Multi-Head Attention: We implemented multi-head attention mechanism used within the Transformer model by first initializing linear transformations for queries, keys, and values, along with a final linear layer. The split_head method reshapes input tensor to prepare for multi-head attention. The forward method performs multi-head attention computation on query, key, and value tensors.

Transformer Encoder Layer: We implemented a single layer within the Transformer Encoder, composed of multi-head attention and feed-forward neural network blocks by initializing multi-head attention, feed-forward layers, normalization, and dropout layers. The forward method executes multi-head attention and feed-forward layers, applying normalization and dropout.

Transformer Encoder: We aggregated multiple Transformer Encoder Layers to form a complete Transformer Encoder. First, we sets up an embedding layer, positional encoding, and multiple Transformer Encoder Layers. The forward method embeds input tokens, applies positional encoding, and passes data through multiple Transformer Encoder Layers.

Transformer Classifier: We added a classification layer on top of the Transformer Encoder for specific classification tasks. It receives a pre-defined TransformerEncoder and sets up a fully connected layer for classification. The forward method uses the Transformer Encoder to obtain embeddings and performs classification using a fully connected layer.

This implementation allows for flexible usage and configuration of Transformer-based models for various NLP tasks, leveraging multi-head attention and positional encoding to handle sequential data efficiently.

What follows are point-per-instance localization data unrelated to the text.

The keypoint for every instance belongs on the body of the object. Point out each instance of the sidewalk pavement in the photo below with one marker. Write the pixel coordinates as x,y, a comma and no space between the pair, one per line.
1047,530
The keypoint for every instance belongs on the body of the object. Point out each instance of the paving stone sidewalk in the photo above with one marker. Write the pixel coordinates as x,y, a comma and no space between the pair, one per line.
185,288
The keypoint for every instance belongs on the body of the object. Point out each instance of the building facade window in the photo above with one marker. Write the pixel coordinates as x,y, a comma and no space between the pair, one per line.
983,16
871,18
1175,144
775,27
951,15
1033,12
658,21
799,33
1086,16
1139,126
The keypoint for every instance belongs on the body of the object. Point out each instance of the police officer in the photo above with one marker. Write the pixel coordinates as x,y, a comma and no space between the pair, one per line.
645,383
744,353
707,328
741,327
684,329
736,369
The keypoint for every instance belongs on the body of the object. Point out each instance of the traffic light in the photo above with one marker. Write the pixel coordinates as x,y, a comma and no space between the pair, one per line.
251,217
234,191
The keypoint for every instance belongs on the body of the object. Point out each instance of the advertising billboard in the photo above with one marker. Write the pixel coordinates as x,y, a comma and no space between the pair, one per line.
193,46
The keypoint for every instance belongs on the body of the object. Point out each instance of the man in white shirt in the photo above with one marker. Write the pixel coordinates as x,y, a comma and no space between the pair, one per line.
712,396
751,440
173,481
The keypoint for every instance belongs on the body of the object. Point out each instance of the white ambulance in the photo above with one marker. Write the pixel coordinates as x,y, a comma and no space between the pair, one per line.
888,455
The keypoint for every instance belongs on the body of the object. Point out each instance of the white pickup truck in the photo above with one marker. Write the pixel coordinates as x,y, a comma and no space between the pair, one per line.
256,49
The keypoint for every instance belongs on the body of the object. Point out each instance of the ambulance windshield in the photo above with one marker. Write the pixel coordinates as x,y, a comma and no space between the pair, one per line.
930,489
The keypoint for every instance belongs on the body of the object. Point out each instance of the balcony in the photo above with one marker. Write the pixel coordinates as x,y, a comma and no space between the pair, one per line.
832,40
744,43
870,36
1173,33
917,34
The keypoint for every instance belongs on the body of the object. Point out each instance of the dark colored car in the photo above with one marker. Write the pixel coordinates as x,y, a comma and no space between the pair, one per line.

We train the model using stochastic gradient descent in a mini-batch fashion.

Transformer using transfer learning

After transformer architecture, various models focusing on NLP fields such as ROBERT [27], BERT [28], ELECTRA [29] were proposed. Specifically, BERT (Bidirectional Encoder Representations from Transformers) model is one of the most robust state-of-art approaches on NLP fields. BERT was introduced in 2019 by Google AI Language, and since then, it has started to be used very quickly in academics and industry. BERT is a pre-trained model which is very easy to fine-tune model into our dataset. It has a wide range of language options [28]. BERT architecture is a multi-layer bidirectional transformer encoder. BERT input representation has three embedding layers: position embedding, segment embedding, and token embedding. In the pre-training part, BERT applied two unsupervised tasks, Masked LM (MLM) and Next Sentence Prediction (NSP), instead of traditional sequence modeling. BERT has pre-trained with more than 3,000 M words.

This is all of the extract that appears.